Sold her last night.  That green sticker is actually just a dealer sticker, from a shop called Guitar Gallery in Scottsdale, Arizona.


----------



## Basti (Dec 28, 2012)

no_dice said:


> Sold her last night.  That green sticker is actually just a dealer sticker, from a shop called Guitar Gallery in Scottsdale, Arizona.

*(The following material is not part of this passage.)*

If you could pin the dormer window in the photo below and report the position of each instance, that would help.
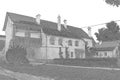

How much? ya lucky devil you


----------



## no_dice (Dec 28, 2012)

The guy gave me $580 for it. Some might call me an asshole for flipping it like that, but he was happy, and if the guitar is worth good money, I'm going to get what I can for it. My dad said I should have sold it for more.


----------



## MetalBuddah (Dec 28, 2012)

I am still trying to comprehend how on earth you picked that up for so cheap


----------



## Manurack (Dec 28, 2012)

MetalBuddah said:


> I am still trying to comprehend how on earth you picked that up for so cheap



The guy he bought it from at the Pawn Shop must've been Chumlee's twin brother


----------



## nojyeloot (Dec 28, 2012)

Stellar deal you got man! Love finding stuff like this.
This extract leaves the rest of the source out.